Spring Breakers is an uncouth and unapologetic look at the hedonistic world of spring break, where college students head to the beach for a 24/7 party land where truly anything goes. Promoted almost solely on sexuality of the four main “good girls, gone bad”, the trailers promise enough wild antics to make even the most promiscuous of viewer choke on their popcorn. Fortunately while director Harmony Korine does include numerous and excessively leering shots, there’s at least a little substance deep under it all, and an interesting concept to drive the film forward.
Casting ex-Disney and Nickelodeon alumni Vanessa Hudgens, Selena Gomez and Ashley Benson, it’s fair to say this is a culture shock for the reputations of the (mostly) squeeky clean trio. Alongside Korine’s real life wife, Rachel Korine, Candy, Brit, Faith and Cotty are four college BFFs bored of the same old college lectures in their same old small childhood town. The girls need to let loose, so set their heart of partying at spring break and a chance to at last experience life outside of their narrow community for the first time, though deciding to hold up a diner just to find the funds to make it to Miami, perhaps they should have seen the forewarning it might be a little taste of what might come.
Greeted with never-ending, slow-motion shots of shamefully lustful party scenes, it’s not long before you’ll feel dirty peering through Korine’s lecherous lens, but at least there’s a little more plotline to follow. At one of the no-holds-barred parties the paradise quickly descends into mayhem, and the girls end up behind bars when an illegal party is shutdown. With their fairy tale seemingly coming to an end, in steps Alien (James Franco) – a part-time rapper and full time gangster – to bail the girls out with one hand, but descend them in to his underground lifestyle with the other. And before too long the girls have AK-47s over their shoulders, fighting a gang feud with blood written all over it.
Visually, Spring Breakers is entrancing; a gorgeous mix of day-glo, slow-mo and impressive camera work from cinematographer Beniot Debie really sets this film apart from anything you’ll likely to watch all year. Think Enter The Void and you’re on the right track. The pulsating soundtrack from Cliff Martinez (Drive) adds another layer to the trippy atmosphere too, as when the story and laboured performances from the female leads start to leave you a bit jaded, the aesthetics never disappoint. The other star of this film is James Franco, who literally takes Spring Breakers, puts it on his back and carries it for the duration of time he is on-screen. Only the visuals are able to contend with his outlandish and outstanding performance, including one particularly hilarious scene in his bedroom as a gold-toothed gangster.

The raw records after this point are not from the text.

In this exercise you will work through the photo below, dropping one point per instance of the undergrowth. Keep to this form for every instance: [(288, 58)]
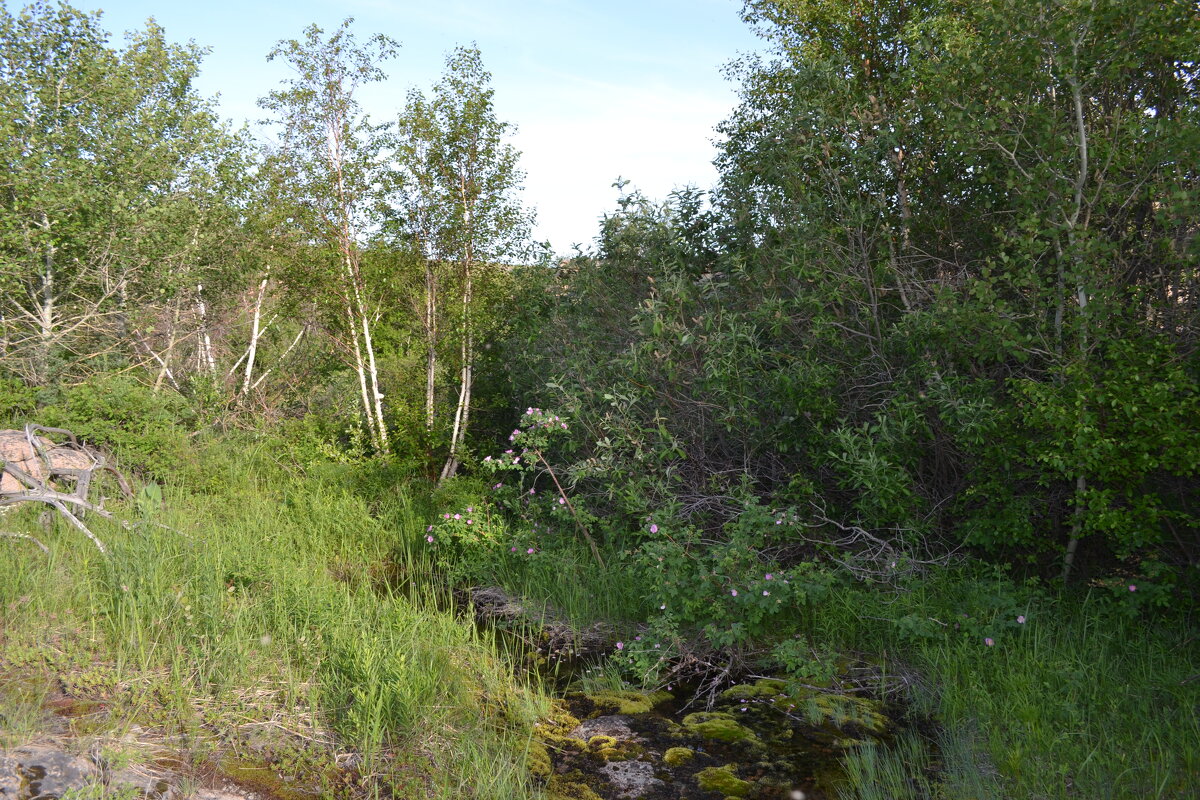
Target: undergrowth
[(273, 596)]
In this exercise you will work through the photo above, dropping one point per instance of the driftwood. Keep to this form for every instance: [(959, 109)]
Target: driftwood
[(36, 469)]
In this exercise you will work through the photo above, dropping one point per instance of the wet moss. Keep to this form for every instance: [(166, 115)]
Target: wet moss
[(627, 703), (678, 756), (538, 762), (610, 749), (563, 789), (844, 713), (724, 780), (718, 726), (763, 689)]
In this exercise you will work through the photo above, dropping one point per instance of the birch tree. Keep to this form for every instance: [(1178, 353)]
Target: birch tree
[(460, 181), (114, 176), (330, 152)]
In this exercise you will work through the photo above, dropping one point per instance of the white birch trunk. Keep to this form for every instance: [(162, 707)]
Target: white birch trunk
[(255, 332)]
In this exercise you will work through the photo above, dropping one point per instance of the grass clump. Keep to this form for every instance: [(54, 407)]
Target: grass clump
[(273, 600)]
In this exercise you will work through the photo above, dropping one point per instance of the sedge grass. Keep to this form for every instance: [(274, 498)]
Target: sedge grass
[(271, 594)]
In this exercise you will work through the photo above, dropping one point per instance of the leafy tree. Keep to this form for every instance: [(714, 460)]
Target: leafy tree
[(457, 186), (117, 185), (329, 175)]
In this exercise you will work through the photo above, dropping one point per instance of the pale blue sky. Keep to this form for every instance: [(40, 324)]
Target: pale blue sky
[(599, 90)]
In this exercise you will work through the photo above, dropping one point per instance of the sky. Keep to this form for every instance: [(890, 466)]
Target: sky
[(598, 90)]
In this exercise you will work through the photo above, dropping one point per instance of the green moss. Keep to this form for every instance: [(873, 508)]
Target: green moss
[(678, 756), (724, 780), (612, 750), (766, 687), (555, 729), (843, 711), (627, 702), (562, 789), (538, 761), (718, 726)]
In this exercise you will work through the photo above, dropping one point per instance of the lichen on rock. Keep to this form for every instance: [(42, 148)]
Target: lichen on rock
[(724, 780), (718, 726), (678, 756)]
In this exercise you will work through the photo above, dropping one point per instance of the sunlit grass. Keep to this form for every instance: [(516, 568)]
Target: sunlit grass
[(270, 594), (1080, 702)]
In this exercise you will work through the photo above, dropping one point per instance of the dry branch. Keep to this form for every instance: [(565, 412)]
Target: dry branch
[(34, 468)]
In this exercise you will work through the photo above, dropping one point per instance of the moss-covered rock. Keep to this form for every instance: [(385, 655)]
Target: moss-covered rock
[(718, 726), (555, 729), (678, 756), (613, 702), (563, 789), (538, 762), (844, 713), (763, 689), (724, 780), (611, 749)]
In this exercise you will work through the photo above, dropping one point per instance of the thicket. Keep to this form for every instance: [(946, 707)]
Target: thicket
[(918, 376)]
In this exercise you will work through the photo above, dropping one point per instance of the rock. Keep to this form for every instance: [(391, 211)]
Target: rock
[(724, 780), (39, 773), (147, 785), (615, 726), (718, 726), (631, 779), (678, 756)]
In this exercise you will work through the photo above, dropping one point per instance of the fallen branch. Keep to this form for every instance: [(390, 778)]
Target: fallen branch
[(10, 535), (33, 468)]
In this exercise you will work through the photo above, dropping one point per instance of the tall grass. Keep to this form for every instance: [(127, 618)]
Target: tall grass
[(281, 590), (1080, 701)]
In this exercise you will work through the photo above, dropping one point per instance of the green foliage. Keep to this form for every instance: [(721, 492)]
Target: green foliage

If you can look beyond Harmony Korine misogynistic, uncomfortably leering view of the women in his film, there is some stuff to enjoy, if it isn’t an unfortunate lack of substance. In casting three child star girls with angelic reputations, Spring Breakers could have been a nice play on their statue as well as exploring what people will do for a good time, but they just leave you detached. Spring Breakers is a stunning, stylish spectacle that well and truly establishes Korine as a master of visual storytelling, even if the narrative leaves a lot to be desired.